The relative contribution of each cell to the total Chi-square score give some indication of the nature of the dependency between rows and columns of the contingency table.

It can be seen that:

- The column “Wife” is strongly associated with Laundry, Main_meal, Dinner
- The column “Husband” is strongly associated with the row Repairs
- The column jointly is frequently associated with the row Holidays

From the image above, it can be seen that the most contributing cells to the Chi-square are Wife/Laundry (7.74%), Wife/Main_meal (4.98%), Husband/Repairs (21.9%), Jointly/Holidays (12.44%).

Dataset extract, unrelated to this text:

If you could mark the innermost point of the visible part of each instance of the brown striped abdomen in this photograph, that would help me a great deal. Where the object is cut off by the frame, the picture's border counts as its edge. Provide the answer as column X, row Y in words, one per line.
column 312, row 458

These cells contribute about 47.06% to the total Chi-square score and thus account for most of the difference between expected and observed values.

This confirms the earlier visual interpretation of the data. As stated earlier, visual interpretation may be complex when the contingency table is very large. In this case, the contribution of one cell to the total Chi-square score becomes a useful way of establishing the nature of dependency.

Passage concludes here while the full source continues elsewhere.